Nicotine without smoke – why electronic cigarettes can improve public health

 

Picture by: Nam Y. Huh / AP/Press Association Images.
Picture by: Nam Y. Huh / AP/Press Association Images.

Fresh North East has welcomed a report that concludes electronic cigarettes are a safer alternative to smoking.

The report released today from the Royal College of Physicians has found that e-cigarettes are likely to be beneficial to UK public health.

Smokers can therefore be reassured and encouraged to use them, and the public can be reassured that e-cigarettes are much safer than smoking.

The director of the dedicated anti-smoking service Fresh, which was the first of its kind in the UK, hopes that this will be a reassurance to smokers in the North East who still have concerns about the dangers of e-cigarettes.

A recent survey in the region found that over 54 per cent of people who smoke disagreed e-cigarettes were less harmful than tobacco, and more than 1 in 5 people nationwide thought that they were equally bad to health or were simply unaware of the risks.

Director Ailsa Rutter said: “There are many ways to help make quitting easier, but for smokers who find it hard to stop, the evidence is building that electronic cigarettes are a much safer option”

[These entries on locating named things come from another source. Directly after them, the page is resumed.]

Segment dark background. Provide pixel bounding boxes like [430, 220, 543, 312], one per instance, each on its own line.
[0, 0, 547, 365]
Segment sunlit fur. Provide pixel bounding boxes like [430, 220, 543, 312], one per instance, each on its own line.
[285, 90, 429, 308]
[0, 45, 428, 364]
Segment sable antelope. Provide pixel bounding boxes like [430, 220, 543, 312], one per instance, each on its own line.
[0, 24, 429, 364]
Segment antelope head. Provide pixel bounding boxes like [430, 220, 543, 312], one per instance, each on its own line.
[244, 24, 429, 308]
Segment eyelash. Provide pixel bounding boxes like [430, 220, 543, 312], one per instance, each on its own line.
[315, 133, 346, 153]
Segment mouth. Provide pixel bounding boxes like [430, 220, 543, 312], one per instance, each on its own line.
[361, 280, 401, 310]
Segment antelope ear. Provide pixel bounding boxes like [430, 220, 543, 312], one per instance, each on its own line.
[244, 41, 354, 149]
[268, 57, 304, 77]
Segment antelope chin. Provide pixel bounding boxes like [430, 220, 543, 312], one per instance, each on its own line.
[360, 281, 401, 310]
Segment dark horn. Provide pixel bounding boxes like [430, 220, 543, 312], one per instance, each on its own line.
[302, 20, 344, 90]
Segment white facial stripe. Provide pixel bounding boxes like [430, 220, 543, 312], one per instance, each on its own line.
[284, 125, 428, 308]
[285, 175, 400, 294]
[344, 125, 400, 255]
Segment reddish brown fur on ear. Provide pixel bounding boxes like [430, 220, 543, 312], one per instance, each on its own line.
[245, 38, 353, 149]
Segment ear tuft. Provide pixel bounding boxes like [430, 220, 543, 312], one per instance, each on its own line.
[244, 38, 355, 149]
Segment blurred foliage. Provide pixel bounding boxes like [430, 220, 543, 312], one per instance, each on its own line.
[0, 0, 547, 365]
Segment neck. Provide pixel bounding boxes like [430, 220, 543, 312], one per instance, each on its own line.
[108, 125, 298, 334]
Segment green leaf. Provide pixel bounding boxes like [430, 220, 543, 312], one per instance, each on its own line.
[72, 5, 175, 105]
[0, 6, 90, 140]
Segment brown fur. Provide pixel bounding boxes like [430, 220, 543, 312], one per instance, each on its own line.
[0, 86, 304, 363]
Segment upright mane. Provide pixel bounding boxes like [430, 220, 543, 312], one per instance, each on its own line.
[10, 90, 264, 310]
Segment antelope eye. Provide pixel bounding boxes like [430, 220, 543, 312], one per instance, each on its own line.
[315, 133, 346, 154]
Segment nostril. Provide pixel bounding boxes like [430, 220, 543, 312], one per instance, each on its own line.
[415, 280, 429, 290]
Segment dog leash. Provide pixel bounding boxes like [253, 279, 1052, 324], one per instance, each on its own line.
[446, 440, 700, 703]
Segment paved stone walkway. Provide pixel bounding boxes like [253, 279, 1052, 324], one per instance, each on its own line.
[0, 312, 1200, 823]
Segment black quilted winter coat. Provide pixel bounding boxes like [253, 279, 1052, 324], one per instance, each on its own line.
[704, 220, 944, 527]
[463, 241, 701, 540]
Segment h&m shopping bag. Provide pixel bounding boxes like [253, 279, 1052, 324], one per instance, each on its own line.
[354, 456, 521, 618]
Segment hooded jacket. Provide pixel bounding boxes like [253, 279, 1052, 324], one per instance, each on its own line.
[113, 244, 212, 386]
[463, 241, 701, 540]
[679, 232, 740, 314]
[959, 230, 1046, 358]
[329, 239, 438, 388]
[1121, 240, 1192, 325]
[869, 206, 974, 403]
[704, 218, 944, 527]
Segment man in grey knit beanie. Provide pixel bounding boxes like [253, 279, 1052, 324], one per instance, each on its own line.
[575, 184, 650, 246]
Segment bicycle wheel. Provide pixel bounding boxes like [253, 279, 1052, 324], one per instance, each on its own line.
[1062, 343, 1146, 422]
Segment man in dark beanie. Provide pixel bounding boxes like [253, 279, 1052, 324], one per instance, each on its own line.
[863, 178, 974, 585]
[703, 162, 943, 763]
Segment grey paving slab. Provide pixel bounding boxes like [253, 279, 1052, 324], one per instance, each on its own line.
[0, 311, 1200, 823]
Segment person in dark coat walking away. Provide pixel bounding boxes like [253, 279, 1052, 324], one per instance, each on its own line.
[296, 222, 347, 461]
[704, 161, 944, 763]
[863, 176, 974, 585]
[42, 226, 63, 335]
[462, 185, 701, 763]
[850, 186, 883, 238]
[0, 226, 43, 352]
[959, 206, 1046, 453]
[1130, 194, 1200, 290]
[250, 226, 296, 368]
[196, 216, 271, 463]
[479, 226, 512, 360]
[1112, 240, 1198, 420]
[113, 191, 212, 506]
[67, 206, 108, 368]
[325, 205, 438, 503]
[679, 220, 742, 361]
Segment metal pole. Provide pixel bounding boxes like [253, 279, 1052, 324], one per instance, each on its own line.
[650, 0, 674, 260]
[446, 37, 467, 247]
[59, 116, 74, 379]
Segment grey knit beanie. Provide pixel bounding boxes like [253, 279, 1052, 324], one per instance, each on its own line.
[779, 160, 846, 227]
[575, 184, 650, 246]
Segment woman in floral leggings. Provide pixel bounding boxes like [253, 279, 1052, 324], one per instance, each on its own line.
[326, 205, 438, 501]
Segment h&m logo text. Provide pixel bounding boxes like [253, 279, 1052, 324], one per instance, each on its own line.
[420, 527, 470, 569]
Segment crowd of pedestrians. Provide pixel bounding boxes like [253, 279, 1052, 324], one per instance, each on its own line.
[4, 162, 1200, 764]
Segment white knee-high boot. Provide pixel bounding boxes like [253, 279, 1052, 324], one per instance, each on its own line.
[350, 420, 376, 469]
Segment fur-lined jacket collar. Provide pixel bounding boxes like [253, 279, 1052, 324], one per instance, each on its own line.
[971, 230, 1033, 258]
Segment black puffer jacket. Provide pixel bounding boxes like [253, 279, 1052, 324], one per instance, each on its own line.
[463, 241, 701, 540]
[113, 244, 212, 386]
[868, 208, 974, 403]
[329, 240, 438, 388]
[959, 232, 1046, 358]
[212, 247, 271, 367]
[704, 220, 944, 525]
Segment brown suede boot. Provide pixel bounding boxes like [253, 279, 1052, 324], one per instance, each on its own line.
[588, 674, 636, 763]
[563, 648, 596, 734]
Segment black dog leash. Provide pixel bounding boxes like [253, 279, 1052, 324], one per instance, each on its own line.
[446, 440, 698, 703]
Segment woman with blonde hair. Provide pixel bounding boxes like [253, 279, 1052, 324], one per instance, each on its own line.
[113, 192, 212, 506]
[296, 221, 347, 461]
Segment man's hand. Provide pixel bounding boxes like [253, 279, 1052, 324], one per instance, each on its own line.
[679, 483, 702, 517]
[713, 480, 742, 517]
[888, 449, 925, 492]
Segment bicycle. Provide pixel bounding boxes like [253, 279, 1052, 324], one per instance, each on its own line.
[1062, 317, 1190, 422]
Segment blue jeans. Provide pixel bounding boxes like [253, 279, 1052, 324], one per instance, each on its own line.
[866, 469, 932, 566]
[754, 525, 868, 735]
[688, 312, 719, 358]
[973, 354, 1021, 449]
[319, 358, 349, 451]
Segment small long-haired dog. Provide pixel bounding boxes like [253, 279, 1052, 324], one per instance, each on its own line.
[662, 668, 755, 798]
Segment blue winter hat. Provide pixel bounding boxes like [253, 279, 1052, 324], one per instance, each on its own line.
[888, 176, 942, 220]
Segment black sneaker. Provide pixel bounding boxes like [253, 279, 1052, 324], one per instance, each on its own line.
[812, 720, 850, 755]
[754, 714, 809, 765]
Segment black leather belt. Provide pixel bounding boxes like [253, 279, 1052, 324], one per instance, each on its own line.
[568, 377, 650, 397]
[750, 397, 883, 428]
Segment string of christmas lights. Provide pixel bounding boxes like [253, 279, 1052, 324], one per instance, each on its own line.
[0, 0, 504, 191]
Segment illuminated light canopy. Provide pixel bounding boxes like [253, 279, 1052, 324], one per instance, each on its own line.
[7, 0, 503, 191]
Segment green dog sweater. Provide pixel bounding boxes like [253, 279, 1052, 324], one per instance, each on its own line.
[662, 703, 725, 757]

“Tobacco is a product that kills 1 in 2 lifelong smokers and this level of risk is not comparable to electronic cigarettes. But it is a concern too many smokers see electronic cigarettes as just as harmful. It is not the nicotine which kills so many people, but all the other poisons in tobacco, such as carbon monoxide.”

Since e-cigarettes became available in the UK in 2007, their use has been surrounded by medical and public controversy with many people believing that they are a “gateway to cigarettes” or “normalising smoking”.

The report also reveals that there is no evidence to suggest that either of these theories are true and, in fact, none of the available products to date, along with other nicotine replacement therapies (NRT), have ever attracted significant use in never-smokers.

Deborah Arnott, Chief Executive of health charity ASH, said: “The RCP report has looked at the evidence and it is clear that it is the smoke in tobacco not the nicotine that makes cigarettes so deadly.

“Electronic cigarette vapour does not contain smoke, which is why vaping is much less harmful than tobacco cigarettes.

“Smokers should be reassured that switching to vaping is a positive and sensible life choice, which can help them quit smoking.”

The possibility of some harm from long-term e-cigarette use cannot be dismissed due to inhalation of the ingredients other than nicotine, but is likely to be very small, and substantially smaller than that arising from tobacco smoking.

With appropriate product standards to minimise exposure to the other ingredients, it should be possible to reduce risks of physical health still further.

Although, it is not possible to estimate the long-term health risks associated with e-cigarettes precisely, the available data suggest that they are unlikely to exceed 5 per cent of those associated with smoked tobacco products, and may well be substantially lower than this figure.

Director Rutter added: “Stop smoking services in the North East will also provide quitting support to people using their own electronic cigarettes to quit.”